The History of Piercings

For centuries and centuries humans have been trying to modify their bodies, from ancient tribal tattoos to foot binding to belly button piercings. Now days it seems more of a trend that parents love to scold their children for, elderly people like to scowl at and employers generally frown upon. But unknown to many the origins had deeper, more profound symbolism than the majority of the pierced population’s attitude of “it’ll look cool”.

So where did it all really come from, I hear you cry… Well calm down, pull up a chair and I’ll tell you!


  • Earlobe piercings were the first discovered body adornment, as it reaches as far back as 5,300 years. The mummified remains of a body known as Ötzi, the Iceman were found in an Austrian Glacier and had pierced ears that had been stretched out to a 7-11mm diameter.
  • Primitive tribes pierced ears as a way to scare off demons as they believed they entered the body through the ears and that metal through the lobes would repel them.
  • In western society during the Elizabethan era it was mainly men that wore ear piercings than women. It was deemed completely acceptable for men to wear expensive earrings as they symbolised luxury and wealth.


  • Roman centurions were some of the first to get their nipples pierced as a sign of their dedication to the Roman Empire. It was also seen as a symbol of strength and unity as the majority of the army, including Julius Caesar, had them pierced.
  • The “Bosom Ring” came into fashion in the 1890s and was sold in pricey Parisian jewellery shops. These rings were put through nipple piercings, with both breasts being linked by a delicate chain. This was said to enhance the nipples and make them look like they were constantly aroused.
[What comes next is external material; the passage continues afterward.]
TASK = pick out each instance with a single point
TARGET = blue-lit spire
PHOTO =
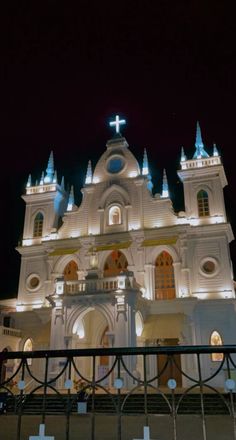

Lovely!


  • The first recorded nose piercing was 4000 years ago in the Middle East, and is mentioned in the Bible where Isaac gives his wife Rebekah a “Shanf” with translates as ‘nose ring’. Nose piercings are also still common in Middle Eastern Bedouin tribes and the Nomad tribes of Africa.
  • Nose piercing traditions were brought over from the Middle East to India in the 16th century, where the women have their nose pierced on the left side (which is sometimes joined by a chain to the ear lobe) as it is said to make the pains of childbirth and periods easier to bear.


  • Pierced lips were very common throughout the world, although only two tribes pierced their lips with rings. The tribes are the Dogon and Nuba tribes, with the Dogon tribe doing it as a symbolic religious practice involving ancestral spirits. All other tribes used/use labrets made of wood, clay, bone, crystal or other materials – with some that stretch the piercing out with larger labrets.
  • The Aztecs and Maya also used lip labrets that were fashioned into religious or spiritual figurines made of gems or jade and gold to make them look more attractive or sexual. Also, people in central and south America used lip labrets to look more attractive, with the pierced holes being stretched out with wooden plates to enhance the lips – similar to the use of modern day collagen.

We all know they are other piercings such as septum and genital, but after reading up on what the origins were I’d rather not mention it for your own sanity!!